Character Analysis
Not Your Average Perfect Princess
Clarissa might be perkier and prettier than a cheerleader who exclusively wears J. Crew. She's the kind of person who apologizes when you bump into her, because she's just that genuinely nice. For real, though, maybe she should take some lessons from Regina George, because sheer awesomeness doesn't get her very far. "You see what you draw upon yourself by excelling all your sex," BFF Anna warns her (1.11). (Translation: stop being so darn perfect, because you make all the girls jealous and all the boys hot for you.)
But it's no use. Clarissa can't help being perfect and perfectly nice, and her family keeps on assuming that she'll kowtow to their every wish just because she's too sweet to say "boo," and Lovelace assumes he can wrap her around his little finger.
But as the book wears on (and on and on and on …) we learn that there's a little more to Clarissa than a pretty pretty princess.
True Grit
Clarissa may be sweet and innocent, but she's not the type to back down when her family wants to marry her off to old man Solmes. Even if her only option is locking herself up in her room, that's a choice she's happy make. Her Uncle Harlowe may hope his "beloved niece only wanted to know her papa's will to obey it" (7.19), but that's just wishful thinking. Clarissa may want to make everyone happy, but she's going to take her sweet time making a decision that will affect the rest of her life—even if she makes the wrong one.
Virtuous to Boot
Clarissa may secretly have the hots for Lovelace, but she wants to do this thing right. That means holding out when her bad boy crush tries just about everything to seduce her. Doesn't he know he's dealing with a classy broad? Or maybe he does: Lovelace sees "how fervent, how amiable" her devotions are in church, but that's all part of her charm (159.2). It's almost like her virtue attracts the worst type of people.
By the end of the book, Clarissa's virtue is practically as bright as a beacon. Belford thinks she's an "angel indeed," which pretty much says it all (349.1). Clarissa's rape may be the central event of the novel, but it only shows that she can't be corrupted.
Anna spells it out for us in one of her early letters, telling Clarissa that she's "our pattern" (39.14). Brain Snack: this little phrase is a key way to understand Clarissa. Richardson has designed her to be a model. Confused about the best way to be a woman? Clarissa is there to show you. "Pattern" comes from the Latin word "patronus"—not the protective spell; the patron, which came to mean someone who modeled appropriate behavior.
Eventually the word came to mean a plan or design, the way we use it today, but in the eighteenth century people would still have been hearing that older use, too. Clarissa is meant to crazy virtuous, because she's an ideal that all us sinful women are supposed to try to emulate.
(Fair enough, but, given the way the book ends, we'll pass.)
Do the Doubting Dance
You know what makes Clarissa so darn perfect? She doesn't know how perfect she is (or presumably how beautiful she is. In her letters to Anna, Clarissa is constantly condemning herself for—what, being the victim of circumstance? It's hard to make out exactly what Clarissa thinks she did wrong, since the way she presents it there was literally no other choice she could make but to run away with Lovelace.

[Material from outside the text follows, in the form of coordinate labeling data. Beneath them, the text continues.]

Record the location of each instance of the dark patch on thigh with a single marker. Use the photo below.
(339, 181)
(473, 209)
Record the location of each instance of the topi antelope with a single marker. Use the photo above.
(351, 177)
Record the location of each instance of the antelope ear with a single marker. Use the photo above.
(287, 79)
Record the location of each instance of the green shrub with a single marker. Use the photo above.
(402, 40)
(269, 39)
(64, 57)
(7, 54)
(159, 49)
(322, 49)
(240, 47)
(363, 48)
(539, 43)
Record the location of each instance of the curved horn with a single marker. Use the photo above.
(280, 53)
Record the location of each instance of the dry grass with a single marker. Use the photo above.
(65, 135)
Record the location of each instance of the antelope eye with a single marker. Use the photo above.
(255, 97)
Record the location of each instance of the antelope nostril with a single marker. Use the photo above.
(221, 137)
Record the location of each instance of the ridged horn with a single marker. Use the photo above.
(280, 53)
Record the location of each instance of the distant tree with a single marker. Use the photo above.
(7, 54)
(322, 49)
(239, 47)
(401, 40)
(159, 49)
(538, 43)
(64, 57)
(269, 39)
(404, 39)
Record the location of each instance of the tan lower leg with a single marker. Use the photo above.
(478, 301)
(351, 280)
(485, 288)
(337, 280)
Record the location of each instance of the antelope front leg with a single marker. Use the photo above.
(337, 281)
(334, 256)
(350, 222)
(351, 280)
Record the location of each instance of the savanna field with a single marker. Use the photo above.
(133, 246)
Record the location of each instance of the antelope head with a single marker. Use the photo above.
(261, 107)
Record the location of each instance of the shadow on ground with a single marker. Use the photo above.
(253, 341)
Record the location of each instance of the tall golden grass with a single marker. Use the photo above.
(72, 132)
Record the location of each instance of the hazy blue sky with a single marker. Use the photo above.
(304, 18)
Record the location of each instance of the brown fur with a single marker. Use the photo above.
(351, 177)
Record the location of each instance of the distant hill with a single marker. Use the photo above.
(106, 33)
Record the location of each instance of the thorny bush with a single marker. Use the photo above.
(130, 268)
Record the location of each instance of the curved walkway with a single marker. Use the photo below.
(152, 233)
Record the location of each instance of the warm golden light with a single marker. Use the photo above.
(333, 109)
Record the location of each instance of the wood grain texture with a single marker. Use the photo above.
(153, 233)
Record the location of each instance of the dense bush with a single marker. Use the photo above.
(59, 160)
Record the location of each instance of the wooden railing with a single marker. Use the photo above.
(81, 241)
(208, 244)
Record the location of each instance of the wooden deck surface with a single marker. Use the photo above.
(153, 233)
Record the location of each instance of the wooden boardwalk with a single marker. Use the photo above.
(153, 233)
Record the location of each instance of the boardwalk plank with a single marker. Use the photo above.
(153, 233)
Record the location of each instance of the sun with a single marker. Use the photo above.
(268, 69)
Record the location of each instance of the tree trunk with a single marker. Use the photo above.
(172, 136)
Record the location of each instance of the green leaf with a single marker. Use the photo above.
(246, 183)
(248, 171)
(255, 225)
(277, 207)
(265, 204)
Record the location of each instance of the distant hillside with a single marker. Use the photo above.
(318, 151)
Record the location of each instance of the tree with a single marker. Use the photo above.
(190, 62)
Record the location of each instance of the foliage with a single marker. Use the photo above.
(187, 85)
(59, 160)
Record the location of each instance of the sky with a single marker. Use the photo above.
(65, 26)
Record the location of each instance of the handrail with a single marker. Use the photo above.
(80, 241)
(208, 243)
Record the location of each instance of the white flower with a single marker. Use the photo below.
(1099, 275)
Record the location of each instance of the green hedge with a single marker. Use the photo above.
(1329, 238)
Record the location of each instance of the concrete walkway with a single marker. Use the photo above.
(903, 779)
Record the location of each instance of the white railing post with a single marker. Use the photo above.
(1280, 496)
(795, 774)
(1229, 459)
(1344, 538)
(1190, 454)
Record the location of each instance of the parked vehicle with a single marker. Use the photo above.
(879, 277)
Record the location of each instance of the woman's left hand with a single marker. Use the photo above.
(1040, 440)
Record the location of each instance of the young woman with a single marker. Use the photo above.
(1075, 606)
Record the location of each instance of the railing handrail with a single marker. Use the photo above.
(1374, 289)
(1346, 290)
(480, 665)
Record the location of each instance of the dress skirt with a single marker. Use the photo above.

Still, in Clarissa's mind, she could always be doing something better. It might be self-preservation, but Clarissa is the first to pile on the hate: "They cannot, however, say worse of me than I will of myself" (94.3). Maybe that's why Clarissa can't help but blame herself after Lovelace kidnaps her. Even though he's a master manipulator, she thinks she somehow should have known better. Is this a good time to mention that the girl is only eighteen?
All She Wants is Love
It's hard to figure out what Clarissa wants, because she's always doing stuff for other people. We've never seen a more selfless gal. In fact, it's fun to envision an alternate ending where Clarissa tells everyone to get the heck out of her way—she's going to get out of this toxic environment and join the Peace Corps. Or something.
But if we really think about it, Clarissa only sticks her neck out for one thing. She wants a love story, and she's not willing to settle for anything less. She asks why "must I be pushed into a state which, although I reverence, I have no wish to enter into?" (9.10). But the possibility of a happy marriage with Lovelace keeps her ticking halfway through the book.
After Lovelace does his dastardly deed, Clarissa puts the kibosh on any kind of romance between them. Even though he's jonesing to marry her, she refuses to let the jerk get his own way. After all, what kind of love story would that be, marrying her rapist? She'd rather die than sacrifice the only thing she's ever really wanted.